PETALING JAYA: The proposed seven-year term for the public prosecutor (PP) under the constitutional amendment separating the roles of attorney-general and PP has drawn criticism for being excessively long and may need reconsideration.

Taylor’s University senior law lecturer, Dr Wilson T.V. Tay said the tenure is unusually lengthy, noting that only three of the 10 former attorneys-general since independence have served more than seven years.

“Constitutionally, a term of seven years would also be among the longest in the book.
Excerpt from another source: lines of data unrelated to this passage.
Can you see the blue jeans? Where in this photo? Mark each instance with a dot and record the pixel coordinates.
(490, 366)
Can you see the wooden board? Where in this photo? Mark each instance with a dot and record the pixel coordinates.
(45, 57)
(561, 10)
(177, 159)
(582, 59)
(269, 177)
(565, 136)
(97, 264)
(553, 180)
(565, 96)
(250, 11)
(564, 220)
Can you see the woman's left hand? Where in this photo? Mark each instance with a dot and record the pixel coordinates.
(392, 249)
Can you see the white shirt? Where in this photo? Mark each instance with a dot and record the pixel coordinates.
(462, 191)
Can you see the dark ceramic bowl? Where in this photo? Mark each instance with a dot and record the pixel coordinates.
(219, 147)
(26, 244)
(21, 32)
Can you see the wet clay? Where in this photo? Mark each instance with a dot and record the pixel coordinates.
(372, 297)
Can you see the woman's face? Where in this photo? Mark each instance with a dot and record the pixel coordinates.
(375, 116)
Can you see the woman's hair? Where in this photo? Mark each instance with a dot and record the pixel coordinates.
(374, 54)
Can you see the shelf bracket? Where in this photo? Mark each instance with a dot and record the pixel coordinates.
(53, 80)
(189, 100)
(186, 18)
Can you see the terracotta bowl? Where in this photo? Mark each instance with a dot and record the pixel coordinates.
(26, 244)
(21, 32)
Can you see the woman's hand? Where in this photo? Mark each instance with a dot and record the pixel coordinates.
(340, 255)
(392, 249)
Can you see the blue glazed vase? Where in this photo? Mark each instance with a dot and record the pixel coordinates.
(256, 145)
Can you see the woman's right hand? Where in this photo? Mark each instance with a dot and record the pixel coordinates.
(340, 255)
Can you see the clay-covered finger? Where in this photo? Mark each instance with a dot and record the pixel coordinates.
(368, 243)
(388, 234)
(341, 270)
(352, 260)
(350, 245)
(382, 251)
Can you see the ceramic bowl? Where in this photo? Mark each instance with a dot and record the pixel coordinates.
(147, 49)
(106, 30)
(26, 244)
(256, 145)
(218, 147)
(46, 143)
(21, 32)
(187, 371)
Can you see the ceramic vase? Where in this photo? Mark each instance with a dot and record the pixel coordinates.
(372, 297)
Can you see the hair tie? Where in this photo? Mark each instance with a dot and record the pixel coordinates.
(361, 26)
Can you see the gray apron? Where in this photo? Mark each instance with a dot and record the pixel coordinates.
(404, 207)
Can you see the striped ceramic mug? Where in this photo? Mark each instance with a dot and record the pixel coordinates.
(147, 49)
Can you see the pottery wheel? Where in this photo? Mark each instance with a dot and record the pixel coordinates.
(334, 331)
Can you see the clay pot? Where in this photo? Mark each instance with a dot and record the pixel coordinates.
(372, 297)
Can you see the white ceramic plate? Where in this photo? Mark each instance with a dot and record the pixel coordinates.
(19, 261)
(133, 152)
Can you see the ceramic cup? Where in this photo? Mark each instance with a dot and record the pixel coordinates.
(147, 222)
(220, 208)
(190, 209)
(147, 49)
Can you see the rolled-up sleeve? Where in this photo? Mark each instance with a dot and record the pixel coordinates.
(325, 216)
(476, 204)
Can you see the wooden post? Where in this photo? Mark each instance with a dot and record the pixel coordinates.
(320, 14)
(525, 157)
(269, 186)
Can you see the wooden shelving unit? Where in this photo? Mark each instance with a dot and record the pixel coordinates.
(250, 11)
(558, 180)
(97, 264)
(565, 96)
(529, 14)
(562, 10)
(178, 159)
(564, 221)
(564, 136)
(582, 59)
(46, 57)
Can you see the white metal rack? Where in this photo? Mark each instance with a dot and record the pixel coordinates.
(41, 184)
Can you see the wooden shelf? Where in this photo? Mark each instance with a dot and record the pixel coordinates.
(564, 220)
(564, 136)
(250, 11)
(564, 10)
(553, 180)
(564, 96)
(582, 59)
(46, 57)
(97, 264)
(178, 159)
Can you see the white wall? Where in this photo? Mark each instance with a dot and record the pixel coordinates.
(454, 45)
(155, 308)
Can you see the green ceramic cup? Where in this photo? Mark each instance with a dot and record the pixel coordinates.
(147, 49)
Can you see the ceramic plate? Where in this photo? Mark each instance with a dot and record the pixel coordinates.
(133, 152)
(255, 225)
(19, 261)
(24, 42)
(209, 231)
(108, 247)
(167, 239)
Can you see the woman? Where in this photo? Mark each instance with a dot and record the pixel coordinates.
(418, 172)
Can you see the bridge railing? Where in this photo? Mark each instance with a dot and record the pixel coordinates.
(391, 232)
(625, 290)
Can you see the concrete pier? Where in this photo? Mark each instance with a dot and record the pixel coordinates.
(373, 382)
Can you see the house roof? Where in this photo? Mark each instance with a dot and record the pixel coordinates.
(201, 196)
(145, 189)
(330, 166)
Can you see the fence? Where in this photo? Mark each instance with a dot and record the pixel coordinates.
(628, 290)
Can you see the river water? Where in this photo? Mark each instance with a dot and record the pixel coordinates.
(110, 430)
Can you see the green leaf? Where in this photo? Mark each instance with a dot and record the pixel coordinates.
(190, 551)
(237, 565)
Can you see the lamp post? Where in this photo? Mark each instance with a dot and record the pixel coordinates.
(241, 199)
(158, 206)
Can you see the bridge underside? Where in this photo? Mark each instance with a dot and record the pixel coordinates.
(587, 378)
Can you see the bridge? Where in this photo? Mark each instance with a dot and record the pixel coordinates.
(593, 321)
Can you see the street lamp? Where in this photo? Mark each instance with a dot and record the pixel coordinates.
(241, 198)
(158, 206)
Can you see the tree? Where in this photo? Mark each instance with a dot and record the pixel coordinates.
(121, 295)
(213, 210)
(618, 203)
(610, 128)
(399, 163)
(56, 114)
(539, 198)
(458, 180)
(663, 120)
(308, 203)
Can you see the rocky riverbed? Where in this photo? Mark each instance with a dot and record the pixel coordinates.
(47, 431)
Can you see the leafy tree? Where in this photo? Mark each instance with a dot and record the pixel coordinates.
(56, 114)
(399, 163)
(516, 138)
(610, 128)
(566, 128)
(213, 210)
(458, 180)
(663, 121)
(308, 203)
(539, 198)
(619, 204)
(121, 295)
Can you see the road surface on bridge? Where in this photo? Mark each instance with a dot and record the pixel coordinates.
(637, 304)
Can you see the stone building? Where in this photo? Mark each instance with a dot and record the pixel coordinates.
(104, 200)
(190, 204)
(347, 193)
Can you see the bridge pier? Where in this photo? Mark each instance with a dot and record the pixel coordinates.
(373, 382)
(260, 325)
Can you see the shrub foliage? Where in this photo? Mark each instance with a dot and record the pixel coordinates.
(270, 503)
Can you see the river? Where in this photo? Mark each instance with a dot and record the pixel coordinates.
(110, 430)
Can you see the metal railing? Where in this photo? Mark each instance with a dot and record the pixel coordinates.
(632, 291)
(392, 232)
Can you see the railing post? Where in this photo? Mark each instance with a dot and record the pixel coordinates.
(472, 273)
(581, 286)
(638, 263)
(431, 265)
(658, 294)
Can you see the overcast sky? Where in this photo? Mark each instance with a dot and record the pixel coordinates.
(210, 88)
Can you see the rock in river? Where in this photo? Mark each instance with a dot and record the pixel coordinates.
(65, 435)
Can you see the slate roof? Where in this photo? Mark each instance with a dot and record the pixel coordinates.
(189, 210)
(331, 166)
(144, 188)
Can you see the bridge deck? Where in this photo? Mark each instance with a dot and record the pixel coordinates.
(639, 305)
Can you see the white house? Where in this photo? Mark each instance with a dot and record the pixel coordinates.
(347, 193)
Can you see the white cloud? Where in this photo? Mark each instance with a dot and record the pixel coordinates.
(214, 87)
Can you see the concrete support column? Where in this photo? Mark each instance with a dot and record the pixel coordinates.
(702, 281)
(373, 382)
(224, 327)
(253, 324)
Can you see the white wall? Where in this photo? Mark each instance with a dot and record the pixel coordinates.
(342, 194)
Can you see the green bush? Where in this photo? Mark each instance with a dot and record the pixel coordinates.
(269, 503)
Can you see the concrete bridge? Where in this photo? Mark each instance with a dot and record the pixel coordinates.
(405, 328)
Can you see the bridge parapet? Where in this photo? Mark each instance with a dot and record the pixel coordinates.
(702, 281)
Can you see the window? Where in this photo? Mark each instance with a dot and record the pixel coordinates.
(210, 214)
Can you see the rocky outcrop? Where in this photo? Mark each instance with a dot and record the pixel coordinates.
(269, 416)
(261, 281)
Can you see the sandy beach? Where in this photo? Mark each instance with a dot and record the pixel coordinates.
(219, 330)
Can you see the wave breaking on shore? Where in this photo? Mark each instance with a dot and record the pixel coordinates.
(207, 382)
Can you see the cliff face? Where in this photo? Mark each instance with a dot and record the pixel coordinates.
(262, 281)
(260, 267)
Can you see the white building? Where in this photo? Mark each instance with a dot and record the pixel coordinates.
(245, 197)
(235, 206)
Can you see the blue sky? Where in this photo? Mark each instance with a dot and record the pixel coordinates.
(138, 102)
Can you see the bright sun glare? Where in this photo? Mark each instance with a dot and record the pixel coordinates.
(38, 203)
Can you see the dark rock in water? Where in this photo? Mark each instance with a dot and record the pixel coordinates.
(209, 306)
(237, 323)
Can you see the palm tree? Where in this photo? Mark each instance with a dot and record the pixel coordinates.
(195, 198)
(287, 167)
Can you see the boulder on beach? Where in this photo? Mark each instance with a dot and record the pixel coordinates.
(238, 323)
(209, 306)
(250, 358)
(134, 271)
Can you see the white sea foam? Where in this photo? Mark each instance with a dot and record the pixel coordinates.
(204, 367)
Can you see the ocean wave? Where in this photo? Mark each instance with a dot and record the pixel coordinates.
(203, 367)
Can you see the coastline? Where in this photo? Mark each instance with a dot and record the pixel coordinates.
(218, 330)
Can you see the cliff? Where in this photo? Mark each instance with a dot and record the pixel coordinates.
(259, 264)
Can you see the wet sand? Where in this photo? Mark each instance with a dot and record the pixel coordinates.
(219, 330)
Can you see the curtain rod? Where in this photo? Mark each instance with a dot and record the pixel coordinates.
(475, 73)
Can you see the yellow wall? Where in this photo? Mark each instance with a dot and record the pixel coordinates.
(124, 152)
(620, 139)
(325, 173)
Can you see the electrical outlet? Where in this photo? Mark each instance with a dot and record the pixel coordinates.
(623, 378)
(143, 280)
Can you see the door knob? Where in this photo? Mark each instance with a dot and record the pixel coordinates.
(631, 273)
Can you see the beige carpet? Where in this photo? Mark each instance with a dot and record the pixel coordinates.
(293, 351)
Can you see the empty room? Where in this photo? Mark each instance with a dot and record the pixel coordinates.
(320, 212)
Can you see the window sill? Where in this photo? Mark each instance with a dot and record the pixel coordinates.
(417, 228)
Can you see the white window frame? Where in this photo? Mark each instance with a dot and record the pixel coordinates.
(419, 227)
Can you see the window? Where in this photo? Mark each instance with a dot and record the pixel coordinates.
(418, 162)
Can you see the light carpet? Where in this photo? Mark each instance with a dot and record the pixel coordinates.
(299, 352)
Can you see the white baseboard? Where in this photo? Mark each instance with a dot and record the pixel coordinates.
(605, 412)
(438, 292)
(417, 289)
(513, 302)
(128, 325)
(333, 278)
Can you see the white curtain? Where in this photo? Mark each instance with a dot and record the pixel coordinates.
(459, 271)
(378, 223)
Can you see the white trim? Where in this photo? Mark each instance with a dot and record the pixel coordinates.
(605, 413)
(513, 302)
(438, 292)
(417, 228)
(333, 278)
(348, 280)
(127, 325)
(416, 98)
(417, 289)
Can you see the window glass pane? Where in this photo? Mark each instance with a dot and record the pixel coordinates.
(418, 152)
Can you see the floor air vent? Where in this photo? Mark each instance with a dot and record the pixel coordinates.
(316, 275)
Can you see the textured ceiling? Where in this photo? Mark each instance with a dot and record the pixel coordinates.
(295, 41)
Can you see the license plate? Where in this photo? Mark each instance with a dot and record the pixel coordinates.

Longer than a term of Parliament, longer than the maximum time one can serve as a senator, and longer even than a term of the Yang di-Pertuan Agong.”

Tay urged the government to clarify how it arrived at the seven-year figure, suggesting the rationale could be explained during the Bill’s second reading when the responsible minister is expected to provide a detailed justification.

From a governance standpoint, Tay said a shorter term would be preferable, allowing sufficient time to assess the PP’s performance before considering an extension.

“Personally, I don’t see why it should stretch beyond five years – the maximum lifespan of a parliament and also the standard term of a Yang di-Pertuan Agong, who is, after all, the supreme head of the federation – at one go.”

While supporting provisions for renewal, Tay recommended setting limits.

“Yes, there should be provision for renewal, but there should be a cap – two terms (or 10 years, as is being proposed for the position of prime minister) would perhaps be an ideal ballpark figure.”

Despite these reservations, Tay described the Bill as “a good start”, highlighting that it introduces job security and pay protection for the PP, while reducing the prime minister’s influence over appointments by involving the Yang di-Pertuan Agong, the Conference of Rulers, and the Judicial and Legal Service Commission (JLSC).

“It is not apparent that the reformed JLSC, which would now include at least two senior judges and a member appointed by the Agong in his discretion, would be necessarily subservient to the executive branch,” he said.

Tay also voiced concerns over a clause in the proposed Article 145B granting the PP the authority to decide which courts handle criminal cases – a power previously held by the attorney-general.

He explained that the Supreme Court, in 1987, had originally classified this authority as judicial, meaning it should be exercised by the courts themselves.

A 1988 constitutional amendment, however, transferred the power to the attorney-general.

“With the current amendments to Article 145, the power should now be returned to the courts to maintain a proper separation of powers,” Tay said.

As an additional safeguard, he proposed a reporting mechanism.

“It would be good if there is a requirement for the PP to periodically report to Parliament on their work and be scrutinised,” he said, stressing that such scrutiny differs from Parliament controlling appointments or removals.

“If the PP’s work is reported to and examined by Parliament, it would create a public forum for accountability.

“Political pressure on the JLSC could result if anything improper is revealed, but this differs from Parliament directly controlling the office.”